One of the LFS's in my area took care of the transaction, so I dont know all the specs.


----------



## gage (Feb 7, 2007)

tjw.08 said:


> Thats a beautiful fish! how can i get one?


off of a flowerhorn selling site for 200 bux 

nice flowerhorn


----------



## bigfishferd (May 31, 2006)

gage said:


> tjw.08 said:
> 
> 
> > Thats a beautiful fish! how can i get one?
> ...


Thanks!


----------



## bigfishferd (May 31, 2006)

I forgot to update this  He is 6" in these pics from 4/2/09 - will have another update soon. :thumb:


----------



## homerl (Jan 6, 2009)

Gotta love the flowerhorns,I now have 3 from 7",3",2".Your's is a beauty :thumb:


----------



## Norse76 (Jul 20, 2008)

Thats a nice looking FH. :thumb:


----------



## Bkeen (Mar 13, 2009)

Great fish- I like the way the green on his head kind of creates a mask. Nice coloration-rather aesthetically pleasing fish indeed.


----------



## heylady (Oct 14, 2004)

Beautiful!!! :thumb:


----------



## gage (Feb 7, 2007)

looking really good, just remember, feed lots of bloodworms, and weekly 30% water changes. at 6" feed a cube every night, his nuchal hump (or _kok_) should get very good sized.


----------



## lil mama (Nov 24, 2007)

homerl said:


> Gotta love the flowerhorns,I now have 3 from 7",3",2".Your's is a beauty :thumb:


I agree....you gotta love FH. Your is gorgeous, love the deep red and nice kok too.


----------



## bigfishferd (May 31, 2006)

Thanks everyone for the kind comments.


----------



## illy-d (Nov 6, 2005)

lil mama said:


> Your is gorgeous, love the deep red and nice kok too.


Lil mama's getting frisky.

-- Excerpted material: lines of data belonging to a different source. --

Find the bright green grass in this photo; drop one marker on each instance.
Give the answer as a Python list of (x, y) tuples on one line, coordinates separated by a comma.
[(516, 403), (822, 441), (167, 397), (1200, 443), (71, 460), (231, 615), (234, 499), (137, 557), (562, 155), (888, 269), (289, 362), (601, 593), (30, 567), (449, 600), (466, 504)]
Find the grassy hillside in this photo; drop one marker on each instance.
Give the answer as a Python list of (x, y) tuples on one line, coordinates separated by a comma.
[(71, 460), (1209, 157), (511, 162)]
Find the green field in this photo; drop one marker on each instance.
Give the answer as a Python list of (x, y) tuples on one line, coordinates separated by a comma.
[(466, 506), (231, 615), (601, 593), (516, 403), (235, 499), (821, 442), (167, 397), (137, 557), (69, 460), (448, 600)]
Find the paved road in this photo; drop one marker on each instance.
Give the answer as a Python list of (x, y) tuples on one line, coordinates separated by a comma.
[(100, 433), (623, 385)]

I was gonna say something about the size of his kok but you beat me to it.


----------



## lil mama (Nov 24, 2007)

illy-d said:


> Lil mama's getting frisky. I was gonna say something about the size of his kok but you beat me to it.


 :lol:


----------



## bigfishferd (May 31, 2006)

New pics from today. I did not measure him this time but I'll guess he is 7" now.

*Enjoy*


----------



## gage (Feb 7, 2007)

looks awesome, keep up the good work.


----------



## lil mama (Nov 24, 2007)

He is just gorgeous   :drooling:


----------



## mok3t (Nov 28, 2008)

A truly beautiful fish. Something to rub in the faces of the Hybrid Haters (yup, even i cant deny its amazing)


----------



## bigfishferd (May 31, 2006)

Thank you!


----------